Ungewöhnliche Klänge sind am Mittwochmorgen auf dem evangelischen Matthäusfriedhof in Essen-Borbeck zu hören. "100 Jahre und noch mehr sollst Du leben, RWE", schallt die Reibeisenstimme von Thomas "Sandy" Sandgathe aus dem Lautsprecher. Der Musiker und bekannte Rot-Weiss-Essen-Fan singt zur Eröffnung des RWE-Fan-Friedhofs. Anhänger des Viertligisten können sich künftig auf zwei Grabfeldern direkt neben der Grabstätte des Vereinsgründers Georg Melches (1893-1963) bestatten lassen.
Fan-Friedhöfe gibt es auch bei Schalke 04 und beim HSV. Doch während dort GmbHs für die Fan-Grabfelder auf städtischen Friedhöfen zuständig sind, ist der "RWE-Fan-Friedhof" in Kooperation zwischen einer Kirchengemeinde und dem Fußballverein entstanden. "Gemeinde und Kirche sind da und müssen da sein, wo die Menschen sind und wo ihr Herz schlägt", sagt Pfarrer Christoph Ecker von der evangelischen Kirchengemeinde Essen-Borbeck-Vogelheim. "Und das Herz von RWE-Fans hängt an Rot-Weiss Essen."
"Stätte des Trostes, der Kraft und der Gemeinschaft"

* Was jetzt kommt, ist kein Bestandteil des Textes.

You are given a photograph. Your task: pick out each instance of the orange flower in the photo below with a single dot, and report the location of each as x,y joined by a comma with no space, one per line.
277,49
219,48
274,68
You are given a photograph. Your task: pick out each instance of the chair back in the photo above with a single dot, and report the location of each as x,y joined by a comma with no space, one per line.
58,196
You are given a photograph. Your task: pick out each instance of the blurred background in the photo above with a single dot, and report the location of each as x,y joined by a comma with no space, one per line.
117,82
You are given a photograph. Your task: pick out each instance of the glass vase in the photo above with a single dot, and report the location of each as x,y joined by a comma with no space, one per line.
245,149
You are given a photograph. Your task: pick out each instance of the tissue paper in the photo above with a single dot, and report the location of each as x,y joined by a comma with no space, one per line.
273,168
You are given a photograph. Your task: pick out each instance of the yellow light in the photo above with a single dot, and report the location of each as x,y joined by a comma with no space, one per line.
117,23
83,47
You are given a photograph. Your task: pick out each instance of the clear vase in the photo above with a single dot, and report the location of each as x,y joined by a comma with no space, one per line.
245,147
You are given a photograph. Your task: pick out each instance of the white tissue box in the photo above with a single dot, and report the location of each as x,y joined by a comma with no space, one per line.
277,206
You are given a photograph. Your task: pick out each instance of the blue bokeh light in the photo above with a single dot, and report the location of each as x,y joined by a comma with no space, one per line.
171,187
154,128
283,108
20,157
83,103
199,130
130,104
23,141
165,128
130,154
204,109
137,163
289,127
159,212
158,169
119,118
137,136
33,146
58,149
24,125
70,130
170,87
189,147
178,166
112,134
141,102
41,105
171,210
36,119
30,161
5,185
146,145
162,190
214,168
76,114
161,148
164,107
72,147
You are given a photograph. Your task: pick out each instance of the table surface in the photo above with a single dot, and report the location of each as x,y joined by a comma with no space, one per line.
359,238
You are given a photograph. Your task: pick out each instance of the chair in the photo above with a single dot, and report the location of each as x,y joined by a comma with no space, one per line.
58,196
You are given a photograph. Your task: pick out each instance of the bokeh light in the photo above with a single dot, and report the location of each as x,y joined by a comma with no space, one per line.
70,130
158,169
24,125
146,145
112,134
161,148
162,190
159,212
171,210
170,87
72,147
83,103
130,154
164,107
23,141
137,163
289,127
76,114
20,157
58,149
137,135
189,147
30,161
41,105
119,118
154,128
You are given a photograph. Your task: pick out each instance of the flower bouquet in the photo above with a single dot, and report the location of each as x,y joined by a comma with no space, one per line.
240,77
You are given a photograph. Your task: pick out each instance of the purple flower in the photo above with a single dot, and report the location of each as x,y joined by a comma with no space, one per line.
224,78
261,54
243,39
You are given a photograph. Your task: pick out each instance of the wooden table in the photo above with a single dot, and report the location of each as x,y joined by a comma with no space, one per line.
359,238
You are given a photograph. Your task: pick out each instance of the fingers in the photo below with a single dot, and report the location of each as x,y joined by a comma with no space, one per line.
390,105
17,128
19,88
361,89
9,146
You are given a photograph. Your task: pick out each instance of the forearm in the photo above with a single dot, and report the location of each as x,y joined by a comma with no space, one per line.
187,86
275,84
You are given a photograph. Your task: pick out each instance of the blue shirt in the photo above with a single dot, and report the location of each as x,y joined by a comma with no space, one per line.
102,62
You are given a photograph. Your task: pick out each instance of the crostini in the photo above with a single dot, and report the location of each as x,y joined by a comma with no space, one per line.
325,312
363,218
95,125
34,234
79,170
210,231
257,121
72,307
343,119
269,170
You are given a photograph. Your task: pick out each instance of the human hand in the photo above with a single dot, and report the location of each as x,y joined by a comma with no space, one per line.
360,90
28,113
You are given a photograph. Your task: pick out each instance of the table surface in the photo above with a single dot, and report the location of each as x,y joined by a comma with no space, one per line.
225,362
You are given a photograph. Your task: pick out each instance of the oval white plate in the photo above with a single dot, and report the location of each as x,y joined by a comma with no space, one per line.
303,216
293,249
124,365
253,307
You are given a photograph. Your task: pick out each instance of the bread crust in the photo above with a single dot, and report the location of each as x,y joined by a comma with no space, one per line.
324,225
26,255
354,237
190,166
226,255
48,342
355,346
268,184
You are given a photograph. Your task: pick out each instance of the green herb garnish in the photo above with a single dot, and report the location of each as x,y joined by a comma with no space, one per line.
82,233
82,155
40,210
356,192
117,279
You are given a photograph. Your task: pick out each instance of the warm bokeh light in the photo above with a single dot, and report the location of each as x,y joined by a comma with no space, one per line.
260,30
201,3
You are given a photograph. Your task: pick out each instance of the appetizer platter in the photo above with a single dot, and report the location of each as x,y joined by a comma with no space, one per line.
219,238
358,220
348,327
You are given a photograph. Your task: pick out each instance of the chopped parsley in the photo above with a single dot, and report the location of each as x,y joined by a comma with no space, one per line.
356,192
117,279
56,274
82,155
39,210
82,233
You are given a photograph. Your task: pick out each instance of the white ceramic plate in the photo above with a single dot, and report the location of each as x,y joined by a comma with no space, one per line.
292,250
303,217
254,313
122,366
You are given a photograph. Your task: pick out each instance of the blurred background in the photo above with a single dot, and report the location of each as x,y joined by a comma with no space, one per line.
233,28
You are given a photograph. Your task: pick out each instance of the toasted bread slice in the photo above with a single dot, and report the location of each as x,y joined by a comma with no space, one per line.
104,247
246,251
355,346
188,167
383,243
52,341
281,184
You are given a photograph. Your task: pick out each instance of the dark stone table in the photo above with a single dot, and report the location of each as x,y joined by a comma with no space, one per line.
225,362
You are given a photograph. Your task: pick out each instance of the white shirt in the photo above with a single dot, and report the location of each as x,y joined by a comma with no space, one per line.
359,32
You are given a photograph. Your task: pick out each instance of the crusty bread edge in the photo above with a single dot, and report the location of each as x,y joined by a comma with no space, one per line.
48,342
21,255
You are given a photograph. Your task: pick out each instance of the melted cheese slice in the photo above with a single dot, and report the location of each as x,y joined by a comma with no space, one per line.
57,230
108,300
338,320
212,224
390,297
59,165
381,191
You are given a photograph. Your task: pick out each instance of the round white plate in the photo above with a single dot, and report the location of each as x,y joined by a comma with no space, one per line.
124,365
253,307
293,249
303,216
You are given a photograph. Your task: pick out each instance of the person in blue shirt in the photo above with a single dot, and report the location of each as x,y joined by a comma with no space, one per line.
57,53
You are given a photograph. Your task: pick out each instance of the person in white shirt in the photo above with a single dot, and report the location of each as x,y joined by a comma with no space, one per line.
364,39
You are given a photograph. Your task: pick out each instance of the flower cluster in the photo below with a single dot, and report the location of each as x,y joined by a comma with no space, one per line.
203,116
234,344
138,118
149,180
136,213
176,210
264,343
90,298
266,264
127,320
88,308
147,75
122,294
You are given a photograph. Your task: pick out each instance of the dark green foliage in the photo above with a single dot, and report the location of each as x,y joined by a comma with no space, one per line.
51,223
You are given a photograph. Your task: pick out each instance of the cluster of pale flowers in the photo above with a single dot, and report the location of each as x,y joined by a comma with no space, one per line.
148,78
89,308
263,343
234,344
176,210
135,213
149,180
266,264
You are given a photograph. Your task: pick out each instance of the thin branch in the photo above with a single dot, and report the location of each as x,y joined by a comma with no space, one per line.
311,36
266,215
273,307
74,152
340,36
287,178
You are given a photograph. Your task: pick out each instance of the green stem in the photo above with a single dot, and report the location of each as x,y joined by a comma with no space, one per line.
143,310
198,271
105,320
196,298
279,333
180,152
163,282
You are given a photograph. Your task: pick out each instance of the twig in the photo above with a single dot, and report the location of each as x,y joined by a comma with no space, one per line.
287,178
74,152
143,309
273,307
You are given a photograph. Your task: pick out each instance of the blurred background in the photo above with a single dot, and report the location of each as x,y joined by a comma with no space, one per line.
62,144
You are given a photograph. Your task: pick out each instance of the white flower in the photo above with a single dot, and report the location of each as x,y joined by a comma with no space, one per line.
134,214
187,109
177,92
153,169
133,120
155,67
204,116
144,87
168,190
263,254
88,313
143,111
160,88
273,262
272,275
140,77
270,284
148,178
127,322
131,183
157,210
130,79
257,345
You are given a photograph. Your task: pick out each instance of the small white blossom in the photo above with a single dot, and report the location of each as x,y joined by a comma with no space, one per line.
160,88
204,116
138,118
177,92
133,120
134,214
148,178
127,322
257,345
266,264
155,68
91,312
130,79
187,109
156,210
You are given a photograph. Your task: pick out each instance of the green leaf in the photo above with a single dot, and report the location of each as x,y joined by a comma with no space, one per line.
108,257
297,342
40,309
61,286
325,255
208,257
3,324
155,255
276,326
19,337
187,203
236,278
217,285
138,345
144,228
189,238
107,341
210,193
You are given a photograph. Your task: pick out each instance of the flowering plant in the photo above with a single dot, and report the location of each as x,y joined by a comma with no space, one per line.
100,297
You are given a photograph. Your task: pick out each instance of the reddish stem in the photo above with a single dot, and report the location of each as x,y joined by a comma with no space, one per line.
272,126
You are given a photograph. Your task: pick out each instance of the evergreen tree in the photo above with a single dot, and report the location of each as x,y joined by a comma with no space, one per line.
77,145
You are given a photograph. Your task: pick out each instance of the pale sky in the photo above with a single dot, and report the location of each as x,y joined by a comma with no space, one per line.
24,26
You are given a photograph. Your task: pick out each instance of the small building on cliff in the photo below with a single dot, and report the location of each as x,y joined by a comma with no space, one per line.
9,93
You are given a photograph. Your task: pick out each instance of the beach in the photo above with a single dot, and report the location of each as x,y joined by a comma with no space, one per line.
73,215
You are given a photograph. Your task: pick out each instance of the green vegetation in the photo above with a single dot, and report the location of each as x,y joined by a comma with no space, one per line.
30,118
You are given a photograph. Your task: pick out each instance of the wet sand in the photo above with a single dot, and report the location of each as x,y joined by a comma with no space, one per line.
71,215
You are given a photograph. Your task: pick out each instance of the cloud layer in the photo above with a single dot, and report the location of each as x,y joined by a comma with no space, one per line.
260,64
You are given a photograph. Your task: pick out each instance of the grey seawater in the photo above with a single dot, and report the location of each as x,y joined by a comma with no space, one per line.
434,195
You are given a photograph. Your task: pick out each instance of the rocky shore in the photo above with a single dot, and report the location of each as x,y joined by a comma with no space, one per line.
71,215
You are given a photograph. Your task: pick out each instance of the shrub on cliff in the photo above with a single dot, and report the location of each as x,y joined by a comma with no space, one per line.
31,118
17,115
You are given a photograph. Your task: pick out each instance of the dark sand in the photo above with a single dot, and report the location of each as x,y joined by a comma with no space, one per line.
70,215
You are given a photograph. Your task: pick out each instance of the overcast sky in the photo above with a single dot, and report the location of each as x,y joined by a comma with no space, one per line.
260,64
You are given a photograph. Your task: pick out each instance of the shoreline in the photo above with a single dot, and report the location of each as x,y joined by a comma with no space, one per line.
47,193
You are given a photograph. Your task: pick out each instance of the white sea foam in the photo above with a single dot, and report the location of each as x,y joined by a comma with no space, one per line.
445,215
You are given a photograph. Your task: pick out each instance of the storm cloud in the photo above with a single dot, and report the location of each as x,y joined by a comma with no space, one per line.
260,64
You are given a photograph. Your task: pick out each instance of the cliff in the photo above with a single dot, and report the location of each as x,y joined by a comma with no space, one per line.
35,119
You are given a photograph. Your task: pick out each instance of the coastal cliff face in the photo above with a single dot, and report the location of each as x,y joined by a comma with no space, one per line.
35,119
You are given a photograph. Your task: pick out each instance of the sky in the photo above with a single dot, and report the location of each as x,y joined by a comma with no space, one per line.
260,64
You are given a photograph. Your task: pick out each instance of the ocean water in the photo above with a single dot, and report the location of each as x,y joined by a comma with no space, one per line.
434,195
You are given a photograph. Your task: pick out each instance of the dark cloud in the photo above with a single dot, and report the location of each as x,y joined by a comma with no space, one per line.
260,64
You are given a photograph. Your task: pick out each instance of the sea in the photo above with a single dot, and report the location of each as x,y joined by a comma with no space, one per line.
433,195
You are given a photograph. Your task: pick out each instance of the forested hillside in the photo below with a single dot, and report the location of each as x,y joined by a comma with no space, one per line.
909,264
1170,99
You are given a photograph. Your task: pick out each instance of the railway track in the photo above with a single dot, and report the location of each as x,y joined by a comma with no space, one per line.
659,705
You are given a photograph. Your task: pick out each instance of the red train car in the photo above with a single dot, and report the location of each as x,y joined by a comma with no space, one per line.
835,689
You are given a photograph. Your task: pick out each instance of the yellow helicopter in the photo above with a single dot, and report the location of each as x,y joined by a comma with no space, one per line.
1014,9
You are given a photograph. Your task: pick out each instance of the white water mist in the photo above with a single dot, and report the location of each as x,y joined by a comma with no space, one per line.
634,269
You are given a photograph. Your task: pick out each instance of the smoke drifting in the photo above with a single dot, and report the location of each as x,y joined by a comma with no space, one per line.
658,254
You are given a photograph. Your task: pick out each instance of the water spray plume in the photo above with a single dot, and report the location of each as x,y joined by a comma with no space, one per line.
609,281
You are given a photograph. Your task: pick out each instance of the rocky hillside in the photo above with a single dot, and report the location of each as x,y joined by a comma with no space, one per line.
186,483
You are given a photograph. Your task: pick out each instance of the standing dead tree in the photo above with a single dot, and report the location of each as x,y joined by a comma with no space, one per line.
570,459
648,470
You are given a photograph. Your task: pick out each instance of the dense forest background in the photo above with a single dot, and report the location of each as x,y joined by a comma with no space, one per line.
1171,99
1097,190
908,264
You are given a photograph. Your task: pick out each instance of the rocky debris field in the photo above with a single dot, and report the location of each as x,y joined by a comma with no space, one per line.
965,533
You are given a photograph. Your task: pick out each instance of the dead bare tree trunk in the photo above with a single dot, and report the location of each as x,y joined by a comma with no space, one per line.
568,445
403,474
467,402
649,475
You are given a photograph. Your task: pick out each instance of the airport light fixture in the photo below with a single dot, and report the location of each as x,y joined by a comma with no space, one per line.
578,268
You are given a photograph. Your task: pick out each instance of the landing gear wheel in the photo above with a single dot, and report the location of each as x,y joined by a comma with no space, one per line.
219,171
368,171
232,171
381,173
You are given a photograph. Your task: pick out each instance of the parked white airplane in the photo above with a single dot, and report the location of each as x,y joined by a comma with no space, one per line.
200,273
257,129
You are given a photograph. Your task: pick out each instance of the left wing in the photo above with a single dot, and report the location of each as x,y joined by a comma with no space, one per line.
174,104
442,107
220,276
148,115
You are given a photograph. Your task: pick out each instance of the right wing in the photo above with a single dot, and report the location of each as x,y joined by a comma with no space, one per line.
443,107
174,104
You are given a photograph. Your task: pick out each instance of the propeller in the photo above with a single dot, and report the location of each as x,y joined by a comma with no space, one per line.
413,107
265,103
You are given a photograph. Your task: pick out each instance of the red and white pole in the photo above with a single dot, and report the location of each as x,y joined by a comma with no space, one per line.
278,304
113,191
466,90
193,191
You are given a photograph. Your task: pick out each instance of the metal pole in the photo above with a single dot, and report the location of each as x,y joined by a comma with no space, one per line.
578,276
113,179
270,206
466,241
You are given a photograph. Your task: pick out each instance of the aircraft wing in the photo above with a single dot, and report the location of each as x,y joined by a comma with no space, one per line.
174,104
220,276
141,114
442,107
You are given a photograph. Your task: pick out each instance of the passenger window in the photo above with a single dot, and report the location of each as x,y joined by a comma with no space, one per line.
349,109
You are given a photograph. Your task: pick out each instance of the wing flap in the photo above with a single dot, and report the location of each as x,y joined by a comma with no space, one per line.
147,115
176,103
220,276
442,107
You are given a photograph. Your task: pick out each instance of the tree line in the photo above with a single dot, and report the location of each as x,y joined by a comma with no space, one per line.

RWE bedeute für viele Fans nicht nur Fußball, sondern auch Gemeinschaft und Solidarität, unterstreicht der Theologe. Der Fan-Friedhof verbinde sie auch über den Tod hinaus mit ihrem Verein. Er hoffe, dass dieser Bereich des evangelischen Friedhofes zu einer "Stätte des Trostes, der Kraft und der Gemeinschaft" werde, sagt Ecker. Von Die Grabfelder bieten zunächst Platz für 60 Urnen und 20 Sargbestattungen, wie Daniel Stender von der Friedhofsverwaltung des Evangelischen Verwaltungsamtes Essen erläutert. Bei großer Nachfrage gebe es auch noch Erweiterungsflächen.
Für die Gestaltung der Fan-Gräber gibt es feste Vorgaben. So ist für jede Grabstätte ein kreisrunder weißer Pultstein mit rotem Zierband vorgesehen, der in roten Buchstaben und Zahlen Namen, Geburts- und Sterbedaten des Bestatteten trägt. Pflanzen mit roten und weißen Farben sollen zusätzlich die Nähe zum Verein unterstreichen. Die Pflege der Gräber übernimmt die Kirchengemeinde.
Flutlichtlampe als Tisch
Teil des neuen Fan-Friedhofs ist auch eine Sitzgruppe zwischen den beiden Grabfeldern aus fünf Original-Sitzschalen der alten Haupttribüne des 2012 abgerissenen und durch einen Neubau ersetzten Georg-Melches-Stadions. Daneben fungiert eine ehemalige Flutlichtlampe als Tisch. Eine Hinweistafel informiert über die Grabstelle der Familie von Georg Melches und die Verdienste des Vereinsgründers.
Das Grab von Georg Melches sei schon immer eine "Pilgerstätte" für die Fans auf dem Weg zu einem Heimspiel im nahe gelegenen Stadion an der Hafenstraße gewesen, sagt RWE-Archivar Georg Schrepper. Der Überlieferung zufolge spielte ein Fußball, den Georg und sein Bruder Hermann 1906 von ihrem Vater zu Weihnachten geschenkt bekamen, eine entscheidende Rolle auf dem Weg zur Gründung des Vereins 1907.
Fan und Helfer
Da der Vereinsgründer keine Nachkommen hatte, übernahm nach Schreppers Worten nach Ablauf der Belegungszeit zunächst ein Förderverein für etliche Jahre die Kosten für die Pflege der Familiengruft. Jetzt sollen die Einnahmen aus dem Fan-Friedhof dazu beitragen, das Melches-Grab langfristig als Erinnerungsstätte zu sichern.
1.090 Euro kostet eine Urnengrabstätte auf dem Gemeinschaftsgrabfeld "Georg Melches" für 20 Jahre, 2.136 Euro der Platz für eine Sargbestattung auf dem Gemeinschaftsfeld "1907" für 25 Jahre, jeweils inklusive Stein und Pflegegebühr. Sechs Reservierungen hat Daniel Stender von der Friedhofsverwaltung bereits entgegen genommen, eine davon vom RWE-Barden Sandy Sandgathe.